Her advisor identified the Backdoor Roth issue immediately. Priya had no pre-tax IRA balance currently — her Fidelity account was entirely Roth. Rolling the $128,000 traditional (pre-tax) Guideline 401(k) to a traditional Guideline IRA would create $128,000 of pre-tax IRA balance. Her new employer's 401(k) plan (an Empower-administered plan) accepted incoming rollovers from IRAs. The reverse rollover path — move the traditional 401(k) balance to the new Empower plan — was available and would have preserved her zero pre-tax IRA balance needed for a clean Backdoor Roth.
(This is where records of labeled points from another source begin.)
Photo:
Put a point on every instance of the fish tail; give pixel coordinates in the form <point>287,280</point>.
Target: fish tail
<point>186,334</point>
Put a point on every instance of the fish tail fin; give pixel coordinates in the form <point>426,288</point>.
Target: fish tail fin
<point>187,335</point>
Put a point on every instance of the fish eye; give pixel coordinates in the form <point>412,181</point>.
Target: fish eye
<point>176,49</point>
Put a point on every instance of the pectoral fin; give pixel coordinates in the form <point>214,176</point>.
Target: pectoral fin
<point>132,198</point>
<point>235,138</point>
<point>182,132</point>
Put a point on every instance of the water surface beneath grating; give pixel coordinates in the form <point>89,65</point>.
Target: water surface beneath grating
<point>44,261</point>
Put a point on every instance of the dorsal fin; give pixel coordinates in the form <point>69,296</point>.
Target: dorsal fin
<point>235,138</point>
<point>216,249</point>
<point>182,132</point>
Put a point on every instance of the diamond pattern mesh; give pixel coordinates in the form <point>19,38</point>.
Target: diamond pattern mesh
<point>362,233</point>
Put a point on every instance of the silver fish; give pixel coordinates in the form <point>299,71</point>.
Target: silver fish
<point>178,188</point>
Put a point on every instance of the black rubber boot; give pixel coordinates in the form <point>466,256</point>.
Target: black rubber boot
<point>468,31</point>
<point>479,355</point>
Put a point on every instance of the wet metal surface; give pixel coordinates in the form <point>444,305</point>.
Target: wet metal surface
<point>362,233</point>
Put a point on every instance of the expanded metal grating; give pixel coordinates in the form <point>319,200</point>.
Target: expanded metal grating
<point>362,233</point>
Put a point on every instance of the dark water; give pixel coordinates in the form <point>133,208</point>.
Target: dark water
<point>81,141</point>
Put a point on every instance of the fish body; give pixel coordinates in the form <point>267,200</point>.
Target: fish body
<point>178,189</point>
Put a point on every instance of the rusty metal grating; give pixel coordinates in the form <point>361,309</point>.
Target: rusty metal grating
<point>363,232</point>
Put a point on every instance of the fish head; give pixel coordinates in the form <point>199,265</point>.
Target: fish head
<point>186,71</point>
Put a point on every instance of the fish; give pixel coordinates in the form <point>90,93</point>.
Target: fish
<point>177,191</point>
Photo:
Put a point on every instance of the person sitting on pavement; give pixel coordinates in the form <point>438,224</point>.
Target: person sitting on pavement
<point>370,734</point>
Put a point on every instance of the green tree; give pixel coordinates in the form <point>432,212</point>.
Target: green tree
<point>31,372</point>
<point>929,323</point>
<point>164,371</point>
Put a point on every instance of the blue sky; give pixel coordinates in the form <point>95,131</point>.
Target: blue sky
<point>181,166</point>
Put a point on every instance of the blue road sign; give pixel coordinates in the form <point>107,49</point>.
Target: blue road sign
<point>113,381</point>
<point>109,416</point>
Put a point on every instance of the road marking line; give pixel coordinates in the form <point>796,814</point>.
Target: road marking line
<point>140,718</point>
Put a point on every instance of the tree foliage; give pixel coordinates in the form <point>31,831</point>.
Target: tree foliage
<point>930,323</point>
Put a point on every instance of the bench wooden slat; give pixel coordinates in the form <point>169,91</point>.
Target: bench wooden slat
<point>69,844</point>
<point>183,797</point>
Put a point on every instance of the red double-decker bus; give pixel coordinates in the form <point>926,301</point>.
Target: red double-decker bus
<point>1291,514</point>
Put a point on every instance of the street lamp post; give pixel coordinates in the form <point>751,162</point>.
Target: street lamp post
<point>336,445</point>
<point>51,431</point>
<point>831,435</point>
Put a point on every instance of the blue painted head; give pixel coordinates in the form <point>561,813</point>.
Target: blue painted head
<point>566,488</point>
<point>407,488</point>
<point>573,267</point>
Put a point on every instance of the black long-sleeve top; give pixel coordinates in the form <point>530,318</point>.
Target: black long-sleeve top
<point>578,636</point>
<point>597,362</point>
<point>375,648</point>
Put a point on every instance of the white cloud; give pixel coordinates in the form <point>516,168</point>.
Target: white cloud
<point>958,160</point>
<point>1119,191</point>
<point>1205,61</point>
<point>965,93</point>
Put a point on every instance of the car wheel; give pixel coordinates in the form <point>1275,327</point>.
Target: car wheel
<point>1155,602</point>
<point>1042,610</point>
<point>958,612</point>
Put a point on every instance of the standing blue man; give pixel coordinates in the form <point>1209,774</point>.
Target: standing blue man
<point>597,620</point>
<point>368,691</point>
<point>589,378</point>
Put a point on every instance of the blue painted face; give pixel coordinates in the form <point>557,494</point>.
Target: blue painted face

But she chose a different path: her new employer also offered a Mega Backdoor Roth 401(k) within the Empower plan, and the Backdoor Roth IRA contribution ($7,500/year at 2026 limits) was already being made via the back-door method. The $128,000 rollover to a traditional IRA would apply the pro-rata rule: of each future $7,500 Backdoor Roth conversion, only the fraction above the total pre-tax IRA balance ([$7,500 nondeductible IRA contribution ÷ $135,500 total IRA balance]) would be tax-free — approximately 5.5% tax-free, leaving 94.5% taxable. Over 5 years of $7,500 Backdoor Roth contributions, this created approximately $35,500 in extra taxable income vs. the zero-IRA-balance alternative.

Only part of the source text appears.